[89]. aperceived, made known. the king, i.e. Theodoric, king of Italy for 33 years, A.D. 493-526. His reign was, on the whole, good and glorious, but he committed the great crime of putting to death both Boethius and his aged father-in-law Symmachus, for which he afterwards expressed his deep repentance. See Gibbon's Roman Empire. The chief record of his reign is in the collection of twelve books of public epistles composed in his name by Cassiodorus. The seat of his government was Ravenna, as mentioned below.

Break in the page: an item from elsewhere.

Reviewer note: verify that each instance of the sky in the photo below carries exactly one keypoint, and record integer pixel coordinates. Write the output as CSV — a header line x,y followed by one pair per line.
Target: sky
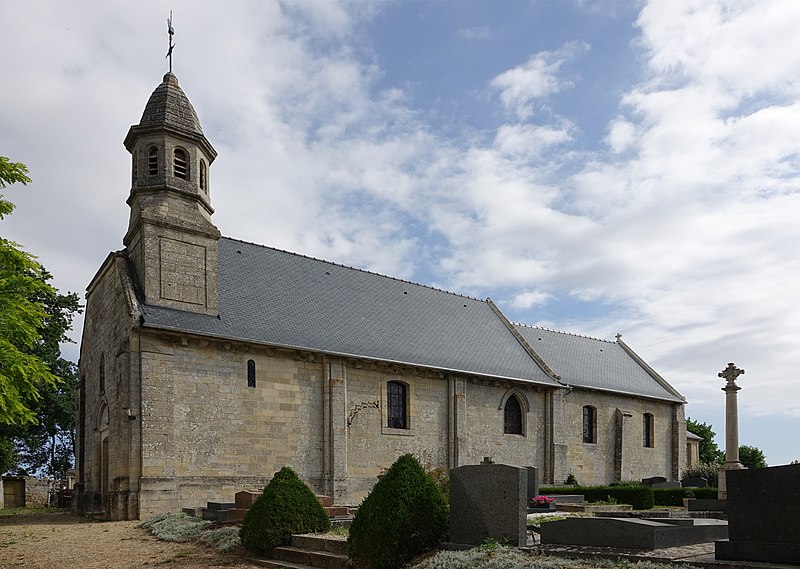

[93]. lykned; rather, added; Lat. 'posse adstrui uidetur.'

[95-194]. See a translation into modern English of the whole of this passage, in H. F. Stewart's Essay, pp. 37-41.

[101]. axestow in somme, if you ask particularly; 'summam quaeris?'

[106, 107]. forsake, deny. have wold, have willed, did wish.

[109]. and that I confesse. Here Chaucer's version seems to be quite at fault. 'At uolui, nec unquam uelle desistam. Fatebimur? [MS. C. Et fatebimur.] Sed impediendi delatoris opera cessabit.'

[113]. by me, with regard to me; 'de me.'

[117]. Socrates; in Plato's Republic, Book VI: τὴν ἀψεύδειαν ... μισεῖν, τὴν δ' ἀλήθειαν στέργειν (485 C).

[120]. preisen, appraise, judge of: 'aestimandum.'

[131]. Canius, better Canus, i.e. 'Julius Canus, whose philosophic death is described by Seneca, De Tranquillitate Animi, cap. xiv.'—Gibbon. He has already been mentioned above, Prose iii. l. 40.